There are of course “easy” cases. No one did, or could, dispute Obama’s gutsy call to take out Osama bin Laden, even though it involved a violation of Pakistani airspace and carried the high risk of a very bad set of outcomes. By the same token, the Israelis are right to insist that they can use aggressive means to respond to the Hamas attacks, while constantly asking themselves whether or not they made some serious mistakes along the way.

Drones & Constitutional Complications

The sobering conclusion of this analysis is that drone use will always lie on the borderline of the rule of law. It is therefore highly improbable that anyone could devise a workable system of constitutional rights to protect persons against unlawful drone attacks by the U.S. or other sovereign nations.
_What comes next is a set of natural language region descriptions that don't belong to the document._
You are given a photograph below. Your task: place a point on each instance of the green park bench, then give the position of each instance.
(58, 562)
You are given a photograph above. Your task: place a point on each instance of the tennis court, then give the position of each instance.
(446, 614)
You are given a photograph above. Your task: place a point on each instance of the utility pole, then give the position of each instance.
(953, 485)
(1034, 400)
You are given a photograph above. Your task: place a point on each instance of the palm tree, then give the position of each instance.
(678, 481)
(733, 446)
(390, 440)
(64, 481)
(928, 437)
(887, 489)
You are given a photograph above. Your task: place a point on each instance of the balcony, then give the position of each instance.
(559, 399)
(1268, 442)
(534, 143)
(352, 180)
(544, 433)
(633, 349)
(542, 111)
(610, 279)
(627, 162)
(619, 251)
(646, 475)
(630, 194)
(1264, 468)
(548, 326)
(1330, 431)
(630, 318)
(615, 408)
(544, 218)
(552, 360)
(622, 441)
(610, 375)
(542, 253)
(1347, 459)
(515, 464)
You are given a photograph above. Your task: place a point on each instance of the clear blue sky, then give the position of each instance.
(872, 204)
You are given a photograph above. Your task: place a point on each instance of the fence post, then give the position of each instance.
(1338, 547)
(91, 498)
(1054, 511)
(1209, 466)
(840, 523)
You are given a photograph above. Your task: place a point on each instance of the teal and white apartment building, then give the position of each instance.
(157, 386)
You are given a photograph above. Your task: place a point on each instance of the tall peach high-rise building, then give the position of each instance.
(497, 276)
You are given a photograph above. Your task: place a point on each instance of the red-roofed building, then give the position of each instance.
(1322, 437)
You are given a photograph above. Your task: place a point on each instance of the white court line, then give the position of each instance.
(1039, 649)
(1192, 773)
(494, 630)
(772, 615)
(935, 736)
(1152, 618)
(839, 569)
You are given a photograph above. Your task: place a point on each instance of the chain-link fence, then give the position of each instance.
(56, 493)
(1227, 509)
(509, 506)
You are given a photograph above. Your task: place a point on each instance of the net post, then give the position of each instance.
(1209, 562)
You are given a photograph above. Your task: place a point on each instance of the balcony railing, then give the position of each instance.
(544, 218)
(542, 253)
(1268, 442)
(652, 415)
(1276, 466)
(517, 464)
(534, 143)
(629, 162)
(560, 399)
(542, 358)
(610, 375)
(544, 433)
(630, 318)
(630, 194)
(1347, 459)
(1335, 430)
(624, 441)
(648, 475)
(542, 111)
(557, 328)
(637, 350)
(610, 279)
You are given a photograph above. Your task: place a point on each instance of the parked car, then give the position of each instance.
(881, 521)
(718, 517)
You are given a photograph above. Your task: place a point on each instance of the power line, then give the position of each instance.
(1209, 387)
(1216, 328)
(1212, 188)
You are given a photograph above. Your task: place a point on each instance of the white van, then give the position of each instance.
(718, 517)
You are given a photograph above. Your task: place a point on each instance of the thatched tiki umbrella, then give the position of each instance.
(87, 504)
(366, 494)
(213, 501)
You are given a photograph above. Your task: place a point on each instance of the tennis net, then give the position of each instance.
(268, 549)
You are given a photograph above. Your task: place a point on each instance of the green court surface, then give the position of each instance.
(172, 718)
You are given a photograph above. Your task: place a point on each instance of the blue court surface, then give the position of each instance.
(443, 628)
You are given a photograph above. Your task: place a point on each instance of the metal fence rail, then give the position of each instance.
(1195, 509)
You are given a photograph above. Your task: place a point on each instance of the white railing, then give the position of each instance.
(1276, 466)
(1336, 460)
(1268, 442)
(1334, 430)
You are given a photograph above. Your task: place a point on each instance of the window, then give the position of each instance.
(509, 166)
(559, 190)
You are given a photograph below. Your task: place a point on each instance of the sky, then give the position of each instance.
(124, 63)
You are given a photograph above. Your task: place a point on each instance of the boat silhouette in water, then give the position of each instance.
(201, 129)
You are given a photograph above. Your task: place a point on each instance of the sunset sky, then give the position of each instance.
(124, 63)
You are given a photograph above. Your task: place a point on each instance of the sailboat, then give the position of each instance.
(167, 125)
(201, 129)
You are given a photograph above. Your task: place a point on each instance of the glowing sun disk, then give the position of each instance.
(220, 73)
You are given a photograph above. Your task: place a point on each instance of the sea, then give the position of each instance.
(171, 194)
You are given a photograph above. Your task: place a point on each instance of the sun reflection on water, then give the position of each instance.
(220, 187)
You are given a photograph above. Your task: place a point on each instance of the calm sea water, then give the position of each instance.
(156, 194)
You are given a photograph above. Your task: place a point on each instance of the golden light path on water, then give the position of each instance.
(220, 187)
The ACLU tends to attach more weight than most to due process and individual privacy. In its Congressional testimony, it has taken the position that some use of drones in international affairs is unconstitutional, especially those targeted against United States citizens.

It is likely that the ACLU’s position will gain traction before the courts of law and the courts of public opinion. On the former, it is worth stressing repeatedly that our major constitutional safeguards for individual rights extend to all natural persons, whether citizens or aliens. The writ of habeas corpus, for instance, is available to aliens as well as citizens. The Fifth Amendment states that “no person shall be deprived of life, liberty or property, without due process of law.”
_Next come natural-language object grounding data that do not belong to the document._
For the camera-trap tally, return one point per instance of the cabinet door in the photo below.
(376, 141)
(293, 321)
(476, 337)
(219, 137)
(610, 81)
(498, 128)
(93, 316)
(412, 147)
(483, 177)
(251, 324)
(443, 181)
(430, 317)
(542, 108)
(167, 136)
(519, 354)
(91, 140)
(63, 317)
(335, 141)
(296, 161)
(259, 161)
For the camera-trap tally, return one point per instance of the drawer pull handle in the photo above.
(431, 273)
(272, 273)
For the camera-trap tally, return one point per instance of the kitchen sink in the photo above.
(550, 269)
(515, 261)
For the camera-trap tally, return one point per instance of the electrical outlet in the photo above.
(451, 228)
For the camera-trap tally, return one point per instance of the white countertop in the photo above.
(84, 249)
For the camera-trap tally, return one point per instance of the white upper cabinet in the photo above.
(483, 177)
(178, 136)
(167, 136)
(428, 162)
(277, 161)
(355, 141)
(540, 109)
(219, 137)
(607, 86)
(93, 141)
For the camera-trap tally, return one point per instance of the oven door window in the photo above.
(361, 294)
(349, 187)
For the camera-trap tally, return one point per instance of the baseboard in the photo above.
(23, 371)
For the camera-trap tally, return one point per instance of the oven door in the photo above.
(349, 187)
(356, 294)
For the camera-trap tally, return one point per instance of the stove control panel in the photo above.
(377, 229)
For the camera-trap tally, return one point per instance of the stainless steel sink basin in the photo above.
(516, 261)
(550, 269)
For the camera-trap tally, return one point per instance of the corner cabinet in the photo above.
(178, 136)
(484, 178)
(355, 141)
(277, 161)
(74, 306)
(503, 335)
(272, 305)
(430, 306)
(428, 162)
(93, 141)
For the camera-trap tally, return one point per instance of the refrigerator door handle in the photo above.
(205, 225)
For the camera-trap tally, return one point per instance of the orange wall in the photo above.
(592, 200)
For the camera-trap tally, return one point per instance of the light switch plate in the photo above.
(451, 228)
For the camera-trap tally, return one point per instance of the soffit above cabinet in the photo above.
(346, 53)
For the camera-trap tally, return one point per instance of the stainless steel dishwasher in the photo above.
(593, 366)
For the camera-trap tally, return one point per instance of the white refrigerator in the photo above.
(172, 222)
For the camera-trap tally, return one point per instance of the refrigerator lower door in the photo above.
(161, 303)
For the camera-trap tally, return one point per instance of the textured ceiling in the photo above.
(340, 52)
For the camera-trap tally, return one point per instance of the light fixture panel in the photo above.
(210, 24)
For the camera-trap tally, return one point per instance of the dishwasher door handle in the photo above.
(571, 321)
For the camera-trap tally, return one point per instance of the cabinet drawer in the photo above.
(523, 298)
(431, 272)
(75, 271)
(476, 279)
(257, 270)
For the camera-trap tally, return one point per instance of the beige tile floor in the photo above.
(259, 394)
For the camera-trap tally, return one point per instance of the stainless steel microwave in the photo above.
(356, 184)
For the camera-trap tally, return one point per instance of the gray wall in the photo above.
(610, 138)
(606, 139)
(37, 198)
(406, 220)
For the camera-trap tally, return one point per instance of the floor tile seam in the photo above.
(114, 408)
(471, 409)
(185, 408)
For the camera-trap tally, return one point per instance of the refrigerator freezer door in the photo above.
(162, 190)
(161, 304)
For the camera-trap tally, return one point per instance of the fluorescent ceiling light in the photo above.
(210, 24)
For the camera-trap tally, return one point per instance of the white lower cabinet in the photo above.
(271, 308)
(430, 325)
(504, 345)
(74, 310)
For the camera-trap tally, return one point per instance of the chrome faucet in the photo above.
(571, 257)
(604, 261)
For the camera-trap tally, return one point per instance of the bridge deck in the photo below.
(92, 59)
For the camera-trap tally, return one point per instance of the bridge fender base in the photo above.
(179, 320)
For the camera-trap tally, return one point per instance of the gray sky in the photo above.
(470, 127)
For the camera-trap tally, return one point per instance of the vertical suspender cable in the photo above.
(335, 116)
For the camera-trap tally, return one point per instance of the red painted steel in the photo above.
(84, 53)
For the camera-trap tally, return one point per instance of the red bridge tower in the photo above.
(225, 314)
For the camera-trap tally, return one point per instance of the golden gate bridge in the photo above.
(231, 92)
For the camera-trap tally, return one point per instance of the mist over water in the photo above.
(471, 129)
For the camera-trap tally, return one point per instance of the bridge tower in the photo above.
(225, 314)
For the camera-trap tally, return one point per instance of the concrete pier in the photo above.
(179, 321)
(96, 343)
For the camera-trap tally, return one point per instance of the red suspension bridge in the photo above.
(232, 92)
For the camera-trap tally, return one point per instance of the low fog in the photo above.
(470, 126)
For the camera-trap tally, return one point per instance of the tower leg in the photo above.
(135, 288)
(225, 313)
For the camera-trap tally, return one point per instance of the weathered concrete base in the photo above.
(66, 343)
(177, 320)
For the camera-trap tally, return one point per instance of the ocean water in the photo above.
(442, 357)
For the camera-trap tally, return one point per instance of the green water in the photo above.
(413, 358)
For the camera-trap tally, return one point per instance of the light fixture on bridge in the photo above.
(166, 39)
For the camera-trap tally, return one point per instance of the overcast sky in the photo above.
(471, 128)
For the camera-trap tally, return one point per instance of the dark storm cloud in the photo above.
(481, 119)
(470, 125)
In ordinary criminal procedures, the foreigner cannot be convicted by a preponderance of evidence standard when due process requires the government to prove the key elements of the offense beyond a reasonable doubt. By the same token, the word “due” has a self-conscious lack of precision, precisely because, from the earliest times, it has been well understood that the same level of process is not due in all types of cases. Thus it has been uniformly held that in tax cases, for example, the government can take the money first and only thereafter give the individual the right to dispute the tax. The balance of convenience is such that the government need not run the risk of taxpayers absconding with revenues so long as it is ready to make refunds in the event that the taxpayer sues it to recover the money paid.

It is even more evident that any process that is due on the battlefield in wartime is far less demanding than that which is required in a civilian trial. When potential criminals are arrested, a standard military procedure under the Uniform Code of Military Justice requires all of the safeguards of a civilian trial, even for cases tried outside the theater of war. Thus far, drone attacks have only been ordered against individuals who refuse to submit to the jurisdiction of the United States, and who are located outside of its territory. Clearly, the United States should, and would, afford a trial to any citizen that is prepared to surrender himself into the custody of the United States. That same privilege should be afforded to any alien who is suspected of having committed various crimes against the United States and its citizens overseas.

The potential targets of drone attacks have no intention of subjecting themselves to the authority of the United States, so the only option left is to pursue them in territories where the United States exerts no effective control. In these settings, the futility of trial forces the government to take the controversial military option.

In dealing with that calculus, the United States could take citizenship into account in making its decision. But which way should that cut? Does a citizen deserve extra rights against the government that he has betrayed? Or should he be subject to additional sanctions? There is no clear answer, which is why U.S. policy on drone use for targeted attacks will remain an open wound in the body politic. It is both frightening and necessary to have to place such extensive trust in our public officials. But, when it comes to matters of national security, there is no other choice.